L'articolo 16 esplica che al fine di migliorare il rendimento della didattica, con particolare riferimento alle zone in cui è maggiore il rischio socio-educativo, e potenziare le capacità organizzative del personale scolastico, è autorizzata per l'anno 2014 la spesa di euro 10 milioni, oltre alle risorse previste nell'ambito di finanziamenti di programmi europei e internazionali, per attività di formazione e aggiornamento obbligatori del personale scolastico, di cui evidenzio in particolar modo:

1) il rafforzamento delle conoscenze e delle competenze di ciascun alunno, necessarie ad aumentare l'attesa di successo formativo, anche attraverso la diffusione di innovazioni didattiche e metodologiche, e per migliorare gli esiti nelle valutazioni nazionali svolte dall’Istituto nazionale di valutazione del sistema educativo di istruzione e formazione (INVALSI) e degli apprendimenti, in particolare nelle scuole in cui tali esiti presentano maggiori criticità;
2) l'aumento delle competenze dei docenti degli istituzioni scolastiche impegnate nei percorsi di alternanza scuola-lavoro.
3) l'aumento delle competenze per favorire i percorsi di alternanza scuola-lavoro, anche attraverso periodi di formazione presso enti pubblici e imprese.

Con decreto del Ministro dell'istruzione, dell'università e della ricerca sono definite le modalità di organizzazione e gestione delle attività formative  anche attraverso convenzioni con le università statali e non statali e con associazioni professionali di docenti accreditate dal Ministero dell'istruzione, dell'università e della ricerca, che possiedano specifica esperienza in questo tipo di interventi, da individuare nel rispetto dei princìpi di concorrenza e trasparenza.
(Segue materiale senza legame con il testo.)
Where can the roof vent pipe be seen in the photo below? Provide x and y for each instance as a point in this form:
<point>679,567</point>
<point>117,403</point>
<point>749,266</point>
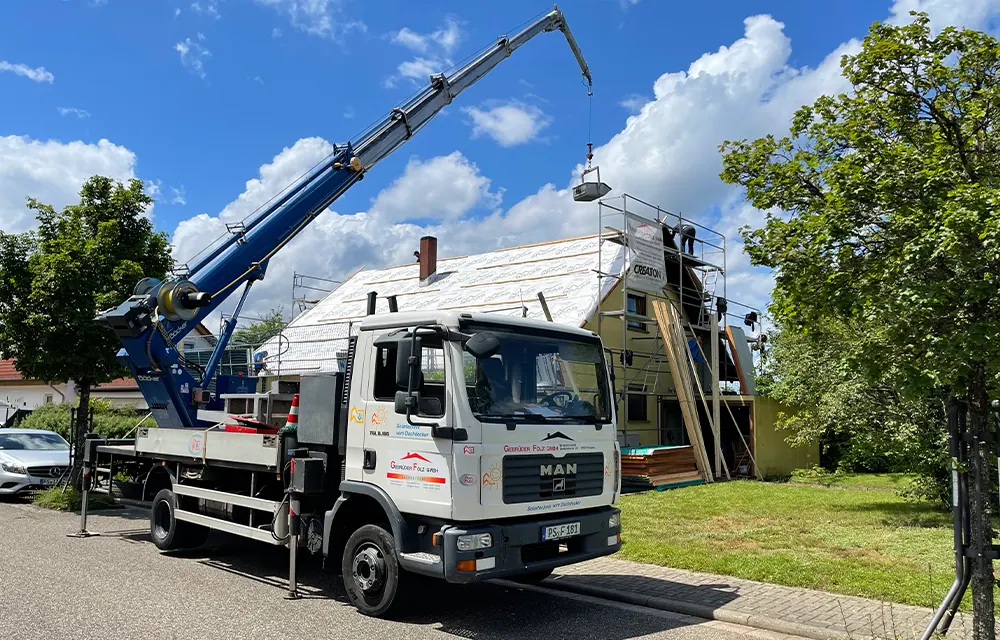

Il decreto disciplina altresì lo svolgimento delle iniziative di formazione con le imprese all'interno del contesto aziendale, al fine di promuovere lo sviluppo professionale specifico dei docenti coinvolti, attraverso l'apprendimento degli strumenti tecnico-laboratoriali più avanzati.

Dunque come ben si può notare si va oltre ciò che è previsto nella contrattazione collettiva, e si impone, in linea con quanto ho già scritto in precedenza sull'apprendistato per gli studenti, la formazione obbligatoria anche attraverso esperienze presso le imprese.
Per non parlare della formazione in caso di esito negativo delle prove Invalsi, e le prove Invalsi in questo senso de facto segnano una mera ricaduta sullo status giuridico e sul rapporto di lavoro del docente, con tutte le conseguenze del caso, la prima, quella di poter opporre legittima resistenza.
In questo decreto istruzione, non è minimamente indicata e specificata la fonte normativa del potere con cui si esercita la mera imposizione di nuovi obblighi e doveri contrattuali, appunto, per il lavoratore. E' un decreto, a parer mio, che ben potrebbe violare il principio di legalità.